L’Aquila è, in questo momento e da cinque anni, la figlia prediletta dell’Italia. Potranno anche dire, dal Governo, che non ci meritiamo i finanziamenti che ci hanno dato finora e che non vorranno darcene altri, ma se non fossimo stati corrotti anche noi, se non fossimo stati corrotti come loro, quei finanziamenti non sarebbero mai arrivati. C’è un sistema mafioso perché la cultura nel nostro Paese è mafiosa, non mi stancherò mai di ripeterlo. Questo dovrebbe giustificare il comportamento dei bastardi corrotti? No, certamente, la mia è solo una considerazione. E la considerazione che faccio dopo è che il loro tempo è passato, ora tocca agli onesti, è il tempo degli onesti. Il resto della nostra città va ricostruito senza ombre, nella giustizia. Almeno per salvare l’onore, la faccia. C’è bisogno di un cambio di vertice, che non è un mero cambio di orizzonte politico, toccherebbe alla destra e la destra non è meglio della sinistra, è tutta la stessa fogna.

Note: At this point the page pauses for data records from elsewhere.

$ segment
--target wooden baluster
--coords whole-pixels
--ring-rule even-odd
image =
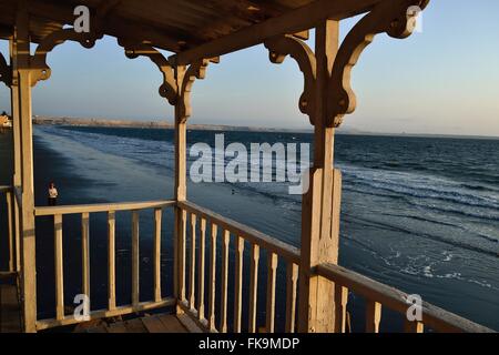
[[[249,324],[248,332],[256,333],[256,305],[258,298],[258,262],[259,246],[252,244],[252,255],[249,261]]]
[[[64,273],[62,261],[62,215],[53,216],[54,250],[55,250],[55,317],[64,318]]]
[[[267,322],[266,331],[267,333],[274,333],[275,323],[275,283],[276,283],[276,271],[277,271],[277,254],[269,253],[267,255]]]
[[[227,287],[228,287],[228,242],[231,232],[224,231],[222,250],[222,297],[221,297],[221,326],[222,333],[227,333]]]
[[[181,302],[185,302],[185,261],[186,261],[186,231],[187,231],[187,212],[185,210],[181,211],[181,225],[180,225],[180,239],[179,239],[179,295]]]
[[[368,300],[366,302],[366,333],[379,333],[381,304]]]
[[[346,333],[348,288],[335,284],[335,333]]]
[[[216,235],[218,227],[212,223],[212,243],[210,256],[210,284],[208,284],[208,328],[215,331],[215,287],[216,287]]]
[[[296,285],[298,282],[298,265],[288,262],[286,265],[286,333],[295,332],[296,324]]]
[[[234,282],[234,333],[241,333],[241,318],[243,314],[243,256],[244,239],[237,236]]]
[[[163,211],[154,210],[154,301],[161,302],[161,220]]]
[[[82,292],[90,298],[90,215],[81,215]]]
[[[139,251],[139,211],[132,211],[132,306],[136,308],[140,300],[139,272],[140,272],[140,251]]]
[[[206,220],[201,217],[200,227],[200,247],[198,247],[198,264],[197,264],[197,318],[204,320],[204,258],[206,252]]]
[[[13,220],[12,220],[12,196],[13,194],[8,191],[6,193],[7,199],[7,223],[8,223],[8,232],[9,232],[9,271],[14,272],[14,234],[13,234]]]
[[[404,332],[405,333],[425,333],[425,325],[418,321],[408,321],[406,320],[404,323]]]
[[[116,308],[115,224],[116,215],[114,211],[108,212],[108,298],[110,311]]]
[[[195,275],[196,275],[196,215],[191,213],[191,267],[189,278],[189,306],[195,308]]]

Credo, invece, che ora la cosa pubblica andrebbe gestita dalle persone oneste che amano la politica e che con la Politica ci entrano ben poco. Non i Grillini e compagnia bella, ma la gente per bene, che abbiamo imparato a conoscere in questi cinque anni, guardiamoci attorno, per fortuna, ci sono anche loro all’Aquila. Il problema che sorgerebbe però non sarebbe di poco conto, come potrebbero loro relazionarsi al sistema Italia mafioso? Non potrebbero, credo. Ma vale la pena rischiare. Forse un po’ di ipocrisia da parte di Roma, un po’ della loro solita omertà potrebbe alleggerire lo scarto.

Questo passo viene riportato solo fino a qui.